Governor's executive order restricting service to migrants would make COVID worse, advocates say.
A religious organization in Texas is asking a court to allow it to continue providing illegal immigrants with ground transportation, in spite of Gov. Greg Abbott prohibiting such action.
Catholic Charities of the Rio Grande Valley filed a friend of the court brief in the U.S. District Court for the Western District of Texas, El Paso Division, Thursday.
Abbott restricts ground transportation
Gov. Abbott issued an Executive Order July 28 restricting ground transportation of migrants who pose a risk of carrying COVID-19 into Texas communities. The Executive Order also directed the Texas Department of Public Safety (DPS) to stop any vehicle upon reasonable suspicion of such violation and reroute such vehicles back to its point of origin or a port of entry. DPS also has the authority to impound a vehicle that violates the Executive Order.
“The dramatic rise in unlawful border crossings has also led to a dramatic rise in COVID-19 cases among unlawful migrants who have made their way into our state, and we must do more to protect Texans from this virus and reduce the burden on our communities,” Abbott said. “This Executive Order will reduce the risk of COVID-19 exposure in our communities.”
Charities at front lines
But Catholic Charities says the order will have the opposite effect.
“It means that young families, pregnant mothers, and single women crossing the border may lose access to food, clothing, a place to rest, and a free COVID test,” said Becket, the religious liberty law firm representing Catholic Charities. “Local Texas communities may also lose a critical partner in preventing the spread of COVID in their community.”

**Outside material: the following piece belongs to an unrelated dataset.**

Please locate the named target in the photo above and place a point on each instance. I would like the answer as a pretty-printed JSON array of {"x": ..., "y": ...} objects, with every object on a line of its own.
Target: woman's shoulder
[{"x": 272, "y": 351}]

“Caring for the stranger in need has always been at the core of the Catholic faith,” said Eric Rassbach, vice president and senior counsel at Becket. “This order solves nothing and wrongfully endangers Catholic Charities’ religious mission to care for migrants.”
COVID-19 testing helps protect communities
Catholic Charities tests all migrants who arrive at the respite center for COVID-19; those who test negative are served onsite, while those who test positive are transported to one of several hotels contracted by Catholic Charities or the City of McAllen to serve as a place to quarantine. If the respite center could no longer engage in its ministry, migrants would be dropped by federal border patrol agents at bus stations in the local community without receiving a COVID test, increasing the likelihood of community spread.
“We want to stop the spread of COVID-19 as much as the state does,” said Bishop Daniel E. Flores of Brownsville, Texas. “But for that to happen, we need the government to let us do what Christ called us to do: minister to the strangers among us in their time of distress.”
A hearing on the case was held Friday morning in El Paso federal district court.